What prompted me to view these charts (which have always seemed a bit one dimensional/almost useless) is a current debate in our organization over average handle time and why it increased by over 60 seconds last fall and has remained elevated since then. One hypothesis that has almost ascended to the status of lore and is accepted by a significant contingent is that we have more new agents in the call center. The thinking continues that new agents are less experienced and take longer to complete technical support calls as a result.
One of the bar charts I described are often cited as proof of this hypothesis (never mind that hypotheses are more easily rejected than proven according to Popper). The chart shows the average handle time of agents that have been taking calls for less than 50 days as having an average handle time that is almost two minutes higher than agents that have been taking calls for more than 50 days.
Proof! See? Not so fast.
Dismay struck me at first. All those scatter plots and regression analyses I had run in the past showed no relationship between agent tenure and agent average handle time. How could this be?
I ran a regression test again using a sample of well over 1000. Lo and behold there was a statistically significant relationship with an R Square value of…3.7%. The scatter and fitted line plots were as unimpressive as those I had seen in the past. Sample sizes this size usually provide enough power to find statistically significant results but there are outstanding questions one must ask, like is this simply an artifact of my sampling technique? Or, did I truly meet all of the assumptions of a regression test if it only explains 3.7% of the variance? Recall that one of the assumptions of a regression test is that you have included all of the factors that relate to the output variable. Evidently that is not the case here or we might expect to explain a larger chunk of the variance in handle time.

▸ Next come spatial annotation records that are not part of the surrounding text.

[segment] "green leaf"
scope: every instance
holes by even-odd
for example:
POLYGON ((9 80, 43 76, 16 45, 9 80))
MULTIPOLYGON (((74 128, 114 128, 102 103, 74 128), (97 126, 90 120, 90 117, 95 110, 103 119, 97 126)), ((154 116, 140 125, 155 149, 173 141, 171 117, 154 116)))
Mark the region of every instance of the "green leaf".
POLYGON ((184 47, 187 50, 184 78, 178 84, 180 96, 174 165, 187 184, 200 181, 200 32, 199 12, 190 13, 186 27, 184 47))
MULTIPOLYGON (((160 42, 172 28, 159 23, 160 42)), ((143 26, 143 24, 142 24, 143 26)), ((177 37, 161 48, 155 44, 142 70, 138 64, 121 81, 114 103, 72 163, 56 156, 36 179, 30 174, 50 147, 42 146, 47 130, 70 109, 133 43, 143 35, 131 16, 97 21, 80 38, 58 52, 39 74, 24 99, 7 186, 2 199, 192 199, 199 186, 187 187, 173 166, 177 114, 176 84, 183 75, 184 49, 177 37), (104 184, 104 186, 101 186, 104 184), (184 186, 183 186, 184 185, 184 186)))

I started to wonder what might happen if I broke the agents into categories based on how long they have taken calls and run an ANOVA. It occurred to me that taking a continuous variable and putting it into categories would tidy things up and remove some variance. Sometimes that is helpful and sometimes that is deceiving. The jury was still out in this case.
The ANOVA also found a statistically significant difference between the agent tenure categories (e.g., 120 days tenure group. There was my answer and there was the flaw in the thinking of that contingent of people in my organization! While those groups did appear to have a higher handle time on average, there were very few of them in relation to the overall call center. Thus, when I ran a quick weighted average to combine the handle time of the two groups, I saw that the newbies only contributed a few seconds to the overall average handle time.
Ok, Dean, don’t let those silly, out of context, bar charts fool you or anyone else again.